US home purchase lending plunged to its lowest level in 12 years at the start of 2026, dragged down by elevated home prices and mortgage rates stuck above 6% that sidelined many prospective buyers.
Roughly 581,000 home purchase loans were originated from January through March 2026, down 19% from the previous quarter, according to the Q1 2026 US Residential Property Mortgage Origination Report from real estate data firm ATTOM.
This marks the lowest quarterly total since the beginning of 2014—a period when severe winter weather and a decline in exports triggered a sharp and unexpected contraction of the US economy.
The latest data shows that the slowdown was not limited to typical buyers: Total residential mortgage originations, including purchases, refinances, and home equity lines of credit (HELOCs), shrank 13% quarter over quarter to 1.57 million with a total volume of $577.7 billion.
“Purchase, refinancing, and home-equity lending all posted declines from the previous quarter, continuing a seasonal trend we’ve seen during the start of the year over the past four years,” says Rob Barber, CEO of ATTOM.
“However, purchase activity stood out with home-buying loans falling to a 12-year low, as elevated home prices and higher mortgage rates continued to strain affordability for many buyers.”
Purchase lending totaled nearly $237 billion in the first quarter, down 18% from the fourth quarter of 2025 and down 8% year over year.
Rising mortgage rates trigger hesitation
According to data from Freddie Mac, while the average rate on a 30-year fixed mortgage was 6.16% at the start of the year, by the first days of April, it surged 30 basis points to 6.46%, piling additional pressure onto an already strained housing market.
“Rates have moderated from their peaks, but when you layer persistent lock-in, still-scarce inventory, prices that remain near record highs, and geopolitical uncertainty, you get a market where most buyers are hesitant to make the leap,” says Realtor.com® senior economist Hannah Jones.
At the local level, residential lending declined quarter over quarter in 96.5% of the 200 metros analyzed by ATTOM, while purchase activity fell in 99% of them.
Jones says the widespread nature of the decline signals that the first-quarter slump is not “a regional soft patch but a nearly marketwide freeze.”
The steepest quarterly drops in purchase activity among large metros were in St.

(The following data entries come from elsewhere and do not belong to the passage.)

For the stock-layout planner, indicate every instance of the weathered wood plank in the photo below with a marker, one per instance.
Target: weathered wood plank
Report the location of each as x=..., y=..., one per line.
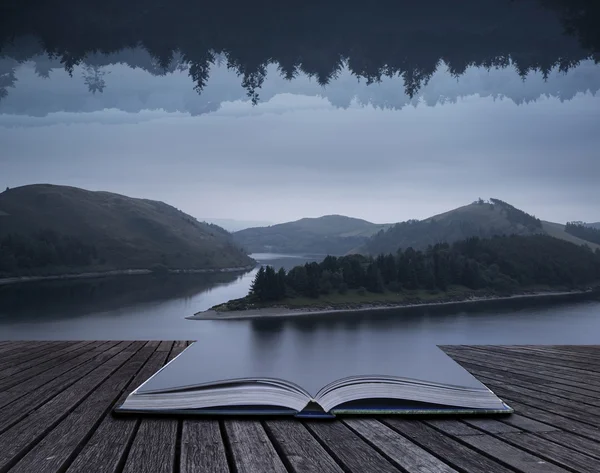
x=490, y=364
x=556, y=420
x=105, y=451
x=23, y=404
x=491, y=426
x=400, y=450
x=57, y=447
x=202, y=448
x=451, y=451
x=533, y=382
x=559, y=454
x=23, y=435
x=45, y=381
x=574, y=442
x=511, y=456
x=150, y=453
x=17, y=368
x=28, y=370
x=301, y=450
x=516, y=355
x=527, y=424
x=502, y=362
x=152, y=431
x=19, y=357
x=349, y=450
x=251, y=448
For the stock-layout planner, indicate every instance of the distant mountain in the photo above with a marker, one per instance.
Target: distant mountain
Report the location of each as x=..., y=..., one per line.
x=232, y=225
x=481, y=219
x=54, y=229
x=330, y=234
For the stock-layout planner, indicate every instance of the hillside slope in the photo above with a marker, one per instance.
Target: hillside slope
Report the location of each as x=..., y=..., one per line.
x=557, y=230
x=481, y=219
x=330, y=234
x=50, y=229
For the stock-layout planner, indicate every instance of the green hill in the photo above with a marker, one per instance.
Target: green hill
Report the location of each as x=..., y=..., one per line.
x=48, y=229
x=480, y=219
x=330, y=234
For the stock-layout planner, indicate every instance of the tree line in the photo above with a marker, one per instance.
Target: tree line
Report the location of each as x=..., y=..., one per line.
x=584, y=232
x=20, y=254
x=503, y=264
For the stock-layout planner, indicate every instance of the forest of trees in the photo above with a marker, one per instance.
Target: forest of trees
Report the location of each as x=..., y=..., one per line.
x=502, y=264
x=21, y=254
x=584, y=232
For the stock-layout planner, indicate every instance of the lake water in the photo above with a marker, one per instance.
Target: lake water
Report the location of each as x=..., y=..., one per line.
x=146, y=307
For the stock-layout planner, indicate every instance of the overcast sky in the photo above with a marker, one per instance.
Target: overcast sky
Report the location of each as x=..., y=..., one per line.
x=297, y=155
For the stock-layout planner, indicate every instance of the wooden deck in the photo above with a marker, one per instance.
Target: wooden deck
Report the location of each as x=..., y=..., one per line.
x=56, y=400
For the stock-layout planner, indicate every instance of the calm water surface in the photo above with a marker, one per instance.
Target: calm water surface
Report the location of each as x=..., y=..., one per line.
x=153, y=308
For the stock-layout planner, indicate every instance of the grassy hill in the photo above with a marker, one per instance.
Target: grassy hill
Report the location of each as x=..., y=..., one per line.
x=330, y=234
x=557, y=230
x=52, y=229
x=481, y=219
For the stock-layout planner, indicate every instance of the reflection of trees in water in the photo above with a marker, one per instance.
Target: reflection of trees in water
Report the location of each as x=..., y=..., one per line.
x=78, y=297
x=393, y=40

Louis (-43.5% quarter over quarter), Rochester, NY (-38.6%), Pittsburgh (-28.7%), Boston (-19.3%), and Honolulu (-16.1%).
Notably, St. Louis, Rochester, and Pittsburgh also saw the biggest pullback in total residential lending.
“These are supply-constrained, established markets without the release valves, like new construction, that can soften price pressure and keep the market well-stocked and moving,” says Jones.
“In the most severely supply-constrained metros, there is simply nothing to buy and therefore nothing to finance.”
In the case of Honolulu, Jones says the metro faces a different set of pressures: rising insurance premiums, HOA fees, and new flood map designations are eating up whatever relief lower mortgage rates might otherwise provide.
The only metros where purchase activity did not fall in the first quarter were Yuma, AZ (up 28.6%) and Tucson, AZ (up 5.9%).
Meanwhile, refinancing activity fell 7% quarter over quarter to 715,818 loans originated in the first quarter, while HELOCs were down 12% from the last quarter, totalling 272,156 new loans.